Zusammenfassend empfehle ich:

 "Support your local bike store"


----------



## clemson (26. August 2004)

@phil


----------



## Catsoft (26. August 2004)

@ schlappmacher: extrem lecker


----------



## schlappmacher (26. August 2004)

Servus und Danke für Euer Feedback! Will meine Entscheidung zur Bremse nicht breit diskutieren; aber ich mag keine Bremsflüssigkeit verwenden und die Erfahrungen im Freundeskreis sind eindeutig pro Shimano. Gibt halt unterschiedliche Meinungen und Erfahrungen.

Keine Angst, ich werd kein Dual Control dranschrauben 

Das Preis-Angebot von Alpha Bikes, auch wenn der Rahmen ein Super-Angebot war, ist de facto sogar besser als alle Internet-Shop-Angebote - die zahlreichen Vorteile eines lokalen Händlers nicht zu erwähnen. Die Beratung war gut. 
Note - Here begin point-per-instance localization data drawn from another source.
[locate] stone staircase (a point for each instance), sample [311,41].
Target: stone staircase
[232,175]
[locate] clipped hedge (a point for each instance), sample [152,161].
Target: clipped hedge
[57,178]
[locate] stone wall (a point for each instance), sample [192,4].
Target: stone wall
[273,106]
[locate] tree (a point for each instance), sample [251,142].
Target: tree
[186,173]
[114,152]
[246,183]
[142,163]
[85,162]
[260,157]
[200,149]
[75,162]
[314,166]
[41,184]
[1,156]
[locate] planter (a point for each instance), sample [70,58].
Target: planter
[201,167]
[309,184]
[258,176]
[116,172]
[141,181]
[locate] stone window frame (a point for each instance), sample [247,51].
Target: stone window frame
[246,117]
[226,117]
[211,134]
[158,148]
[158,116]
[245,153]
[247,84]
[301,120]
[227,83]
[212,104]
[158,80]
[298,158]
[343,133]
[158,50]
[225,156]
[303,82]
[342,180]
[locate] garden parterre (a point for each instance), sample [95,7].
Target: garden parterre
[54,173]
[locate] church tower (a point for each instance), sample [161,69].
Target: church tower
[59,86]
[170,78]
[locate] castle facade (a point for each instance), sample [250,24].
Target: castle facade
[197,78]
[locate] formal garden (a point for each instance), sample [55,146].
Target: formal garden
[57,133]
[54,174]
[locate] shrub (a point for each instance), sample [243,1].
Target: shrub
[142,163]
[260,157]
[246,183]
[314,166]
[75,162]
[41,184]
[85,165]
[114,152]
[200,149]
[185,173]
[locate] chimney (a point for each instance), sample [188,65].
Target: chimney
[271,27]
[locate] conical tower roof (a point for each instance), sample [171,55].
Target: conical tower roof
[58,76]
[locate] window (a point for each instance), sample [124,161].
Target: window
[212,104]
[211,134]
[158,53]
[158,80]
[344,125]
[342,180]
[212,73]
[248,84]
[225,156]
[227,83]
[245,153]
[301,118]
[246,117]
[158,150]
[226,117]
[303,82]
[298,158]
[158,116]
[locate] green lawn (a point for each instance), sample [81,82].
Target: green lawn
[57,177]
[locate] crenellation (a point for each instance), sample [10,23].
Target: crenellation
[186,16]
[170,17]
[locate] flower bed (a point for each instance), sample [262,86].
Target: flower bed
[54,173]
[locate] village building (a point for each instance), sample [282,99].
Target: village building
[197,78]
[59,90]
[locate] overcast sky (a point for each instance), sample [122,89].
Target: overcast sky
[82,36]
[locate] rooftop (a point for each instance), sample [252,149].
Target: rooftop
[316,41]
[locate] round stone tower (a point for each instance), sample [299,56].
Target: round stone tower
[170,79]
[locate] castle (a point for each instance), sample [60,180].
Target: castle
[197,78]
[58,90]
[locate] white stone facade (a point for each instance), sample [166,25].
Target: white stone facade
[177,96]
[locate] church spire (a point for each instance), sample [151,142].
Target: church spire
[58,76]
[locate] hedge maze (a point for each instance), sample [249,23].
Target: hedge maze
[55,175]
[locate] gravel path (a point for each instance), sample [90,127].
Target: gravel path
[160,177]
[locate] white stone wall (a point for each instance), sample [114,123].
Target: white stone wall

Ansonsten hat Phil alles gesagt. Danke nochmals für Dein Engagement!

Schlappmacher


----------



## Ronja (26. August 2004)

schlappmacher schrieb:
			
		

> Servus und Danke für Euer Feedback! Will meine Entscheidung zur Bremse nicht breit diskutieren; aber ich mag keine Bremsflüssigkeit verwenden und die Erfahrungen im Freundeskreis sind eindeutig pro Shimano. Gibt halt unterschiedliche Meinungen und Erfahrungen.
> 
> Wieso, hat Shimano keine Hydraulikflüssigkeit? Ronja.


----------



## Osti (26. August 2004)

Ronja schrieb:
			
		

> schlappmacher schrieb:
> 
> 
> 
> ...


----------



## dertutnix (26. August 2004)

Osti schrieb:
			
		

> er meint Bremsflüssigkeit (Dot). Shimano benutzt Mineralöl. Dot ist weitaus agressiver als Mineralöl und zieht über die Jahre Wasser. Mineralöl ist dagegen thermisch nicht so belastbar wie Dot.
> 
> Osti



deswegen ja mein favorit: magura  


aber schlappmacher hat natürlich völlig recht, beim bike ist die persönliche vorliebe schon extrem wichtig   

ich hab mich eher am 





> deore


 gestört, da ich die nicht "standesgemäss" bei dem rahmen finde, aber geschmächer und vorlieben sind verschieden und das ist auch gut so



und auch wenn das ein ganz tolles winterprojekt ist, ich hoff trotzdem noch auf einen schönen herbst! und dann einen richtig schönen winter mit viel schnee im gebirge, das wird dann auch wieder ...

florian

ps alphabike ... den neuen laden kenn ich nicht. fand die früher prima. nervig war immer, dass du bei denen im laden verhungern kannst, ohne dass sie dich wahrnehmen. dann haben sie mir meine damalige girvin an meinem element komplett kaputtgerichtet und dafür dann auch noch geld verlangt ... inzwischen bin ich bei ingo im supercycle ganz zufrieden, hat nur keine rm   und bei conrad in penzberg


----------



## fashizzel (29. August 2004)

ich hab auch eine deore an meinem 2002 slayer.
die bremse ist genial. von alpencross bis bikepark und wochenendtouren hat die bremse alles perfekt durchgehalten.
ich wiege ohne ausrüstung ca. 68 kilo


----------



## MTB-News.de




----------



## @ndy (29. August 2004)

hey schlapmacher

prima bike... das wird schon...

mein tip für dich:

sram X9 und der X9 Trigger
schaltet PRIMA

Magura Louise FR
beist wie blöd

aber das ist mein meinung 

bin schon gespannt wie das bike ausshiet wenn du es fertig hast...


----------



## schlappmacher (30. August 2004)

Danke Euch für Eure aufmunternden Worte!. Hoffentlich kommt der Herbst mit warmen Temperaturen und erlaubt uns, nochmal n paar schöne MTB-Stunden zu erleben. Hier in München regnet's gerad satt... 
Werd mich dann erst im Nov/Dez melden; mit dem Bike in der Gallerie. Happy Trails! Schlappmacher


----------



## schlappmacher (29. November 2004)

Sooo,

da nun unzweifelhaft schlechtes Herbstwetter ist, baue ich mein Slayer auf. Und - wieder was gelernt: Auch wenn man schon lange schraubt, man soll sich nie allzu sicher sein. Hatte den Umwerfer wie alle anderen Teile vor Monaten bestellt. LX langt, 31.8mm Schelle, Top Pull, TopSwing. Und, bald ist das Radl fertig...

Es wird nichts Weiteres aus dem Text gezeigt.